State Commission: Any complaint with a claim of compensation above Rs. 20 Lakhs up to Rs. 1 Crore can be made at the State Commission.
National Commission: Any complaint with a claim of compensation more than Rs. 1 Crore can be made at the National Commission.
However a complaint has to be raised and registered by the concerned party within two years from the date of occurrence of the event. To register a complaint, one need not approach a lawyer; they can submit a written allegation via post, in person or through an authorized agent. While making a complaint, one should give the proper details regarding the complainant and the opposite party, date of purchase, problems or defects faced along with the price of the product, bills or receipt if any and the relief sought for, such as whether to replace the goods, to remove the defects, to pay compensation etc .
If we the consumers understand the above law and fight against the malpractices prevailing in our country, our nation will be a better place to live and the traders will be cautious before indulging in any sort of unfair trade practices. Moreover, we will either get the value for our money or compensation for the same if we approach these agencies to report about the bitter experiences we faced from traders. As we keep quiet, traders take it as an advantage and will indulge into more cheap techniques. Let us not provide them with the surroundings and environment to cheat people and to make money thereby.
The author has tried to make the public aware of the protection available under the COPRA but it is very difficult for an individual consumer to fight with the giant manufacturers, retailers or service providers due to paucity of time, literacy level, financial constraints to fight for his or her rights as a consumer. Moreover now a new generation of e-consumers is emerging rapidly. Act and Law are good but how many consumers can go to the district forums, state forums or national commission.
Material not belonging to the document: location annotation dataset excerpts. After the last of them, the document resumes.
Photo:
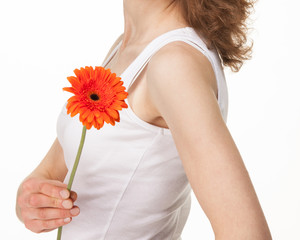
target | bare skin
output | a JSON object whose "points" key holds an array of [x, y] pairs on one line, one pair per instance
{"points": [[180, 91]]}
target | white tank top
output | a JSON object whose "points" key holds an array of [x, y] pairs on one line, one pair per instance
{"points": [[130, 181]]}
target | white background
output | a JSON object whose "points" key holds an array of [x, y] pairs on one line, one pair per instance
{"points": [[41, 42]]}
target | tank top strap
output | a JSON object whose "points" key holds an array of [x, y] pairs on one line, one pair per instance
{"points": [[183, 34], [189, 36]]}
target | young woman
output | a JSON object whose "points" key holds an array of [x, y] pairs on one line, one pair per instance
{"points": [[135, 179]]}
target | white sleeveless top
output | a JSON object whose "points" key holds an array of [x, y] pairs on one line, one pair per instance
{"points": [[130, 181]]}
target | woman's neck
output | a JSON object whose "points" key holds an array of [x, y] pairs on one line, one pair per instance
{"points": [[146, 19]]}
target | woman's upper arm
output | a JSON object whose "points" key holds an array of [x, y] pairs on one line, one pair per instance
{"points": [[53, 165], [181, 87]]}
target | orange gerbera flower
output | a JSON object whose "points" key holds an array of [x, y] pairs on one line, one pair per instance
{"points": [[98, 95]]}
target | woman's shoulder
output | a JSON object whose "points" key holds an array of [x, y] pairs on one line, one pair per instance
{"points": [[181, 61]]}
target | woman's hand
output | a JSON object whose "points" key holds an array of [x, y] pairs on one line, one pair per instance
{"points": [[45, 205]]}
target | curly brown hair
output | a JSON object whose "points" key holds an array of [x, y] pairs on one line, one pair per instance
{"points": [[223, 24]]}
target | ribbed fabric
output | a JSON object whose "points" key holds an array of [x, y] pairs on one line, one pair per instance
{"points": [[130, 182]]}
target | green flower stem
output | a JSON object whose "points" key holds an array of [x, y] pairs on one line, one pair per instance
{"points": [[74, 170]]}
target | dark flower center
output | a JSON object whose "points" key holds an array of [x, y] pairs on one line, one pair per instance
{"points": [[94, 97]]}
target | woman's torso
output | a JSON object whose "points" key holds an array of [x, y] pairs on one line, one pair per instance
{"points": [[130, 182]]}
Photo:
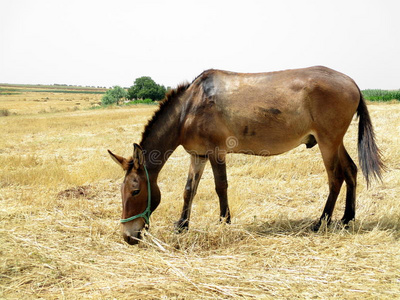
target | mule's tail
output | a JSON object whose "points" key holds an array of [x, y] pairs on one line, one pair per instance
{"points": [[369, 155]]}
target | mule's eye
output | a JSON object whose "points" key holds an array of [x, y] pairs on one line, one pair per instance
{"points": [[135, 192]]}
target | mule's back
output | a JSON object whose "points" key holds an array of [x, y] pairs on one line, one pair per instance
{"points": [[268, 113]]}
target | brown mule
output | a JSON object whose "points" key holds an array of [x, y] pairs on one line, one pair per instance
{"points": [[260, 114]]}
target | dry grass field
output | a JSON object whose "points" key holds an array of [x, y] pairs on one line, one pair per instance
{"points": [[60, 208]]}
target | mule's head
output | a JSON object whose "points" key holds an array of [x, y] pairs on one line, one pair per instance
{"points": [[139, 195]]}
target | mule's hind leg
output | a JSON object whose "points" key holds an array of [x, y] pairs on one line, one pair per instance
{"points": [[350, 176], [221, 187], [196, 169], [330, 156]]}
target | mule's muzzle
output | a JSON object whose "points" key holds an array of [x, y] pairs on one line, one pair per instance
{"points": [[132, 231]]}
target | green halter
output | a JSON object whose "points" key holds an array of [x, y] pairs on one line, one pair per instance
{"points": [[146, 214]]}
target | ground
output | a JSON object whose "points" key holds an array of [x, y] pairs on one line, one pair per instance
{"points": [[60, 206]]}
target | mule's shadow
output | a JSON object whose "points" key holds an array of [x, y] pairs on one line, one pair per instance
{"points": [[302, 227]]}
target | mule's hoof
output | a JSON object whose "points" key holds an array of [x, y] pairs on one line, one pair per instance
{"points": [[315, 227], [181, 226]]}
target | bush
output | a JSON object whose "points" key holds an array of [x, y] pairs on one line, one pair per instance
{"points": [[114, 96], [145, 87]]}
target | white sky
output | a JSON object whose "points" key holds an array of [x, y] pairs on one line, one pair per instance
{"points": [[105, 43]]}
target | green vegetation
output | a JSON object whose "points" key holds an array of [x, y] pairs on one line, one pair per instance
{"points": [[381, 95], [146, 88], [144, 101], [116, 95]]}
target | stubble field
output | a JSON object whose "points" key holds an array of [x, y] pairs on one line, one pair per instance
{"points": [[60, 207]]}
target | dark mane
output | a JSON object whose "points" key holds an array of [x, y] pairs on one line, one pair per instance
{"points": [[172, 94]]}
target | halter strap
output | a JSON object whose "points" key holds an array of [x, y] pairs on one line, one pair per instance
{"points": [[146, 214]]}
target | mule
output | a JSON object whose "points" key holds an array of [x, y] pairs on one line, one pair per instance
{"points": [[262, 114]]}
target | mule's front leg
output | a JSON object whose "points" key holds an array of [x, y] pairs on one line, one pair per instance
{"points": [[221, 186], [195, 172]]}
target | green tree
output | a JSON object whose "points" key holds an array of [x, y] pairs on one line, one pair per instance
{"points": [[146, 88], [114, 95]]}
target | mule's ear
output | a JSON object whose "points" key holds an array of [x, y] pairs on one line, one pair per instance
{"points": [[123, 162], [138, 157]]}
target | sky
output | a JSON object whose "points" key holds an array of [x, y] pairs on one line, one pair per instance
{"points": [[107, 43]]}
Some of the constraints of the consumers are listed below:
Consumer Constraints to get Justice
Indian consumers do not procure the invoice from the seller and all the payments are made in cash. Even if the Bill or Invoice is procured the purchaser is shown as Cash and it may be quite possible that the seller might be having different Bill books to sell spurious or duplicate products imitating the branded products. There is no provision to punish the producer or seller of spurious products and such sellers and producers go scot free while the consumer remains an unprotected consumer even when COPRA is there. It is not the duty of the individual consumer but the responsibility of the original brand to keep vigilant and get the manufacturer or seller exemplary punishment. They need to evolve a system where genuineness of the product can be verified and such crimes by nexus of sellers and manufacturers have to be heavily punished with confiscation of their selling, distributor and manufacturer establishments promoting duplicate products.
Growing E-Consumers across Globe
With online shopping and selling sites the population of e-consumers is increasing geometrically at a very faster rate and no steps have been taken to protect the e-consumer and India has not yet become the member for settlement of cross border consumer disputes.
Yes this is the very good article which brings out the details of consumer rights in asserting his voice when the company which is trying to sell the products and services fails to keep their promise. I think some companies do care about consumer complaints truly. Once I purchased Colgate Toothpaste and to my surprise I found only air and not tooth paste. Immediately I lodged complaint with customer care. To my surprise a representative came to my home took the complaint tooth paste and gave me the gift packet of Colgate tooth paste with the regret letter. I felt happy over their timely action.
Consumer should file complaint against unfair trade practices or any other exploitation. This act assures the safety of consumer because sometimes few defects cause loss of money or life. Consumer has the rights to know about the quantity, quality and standard of the goods. This act provide better protection of consumers’ interests.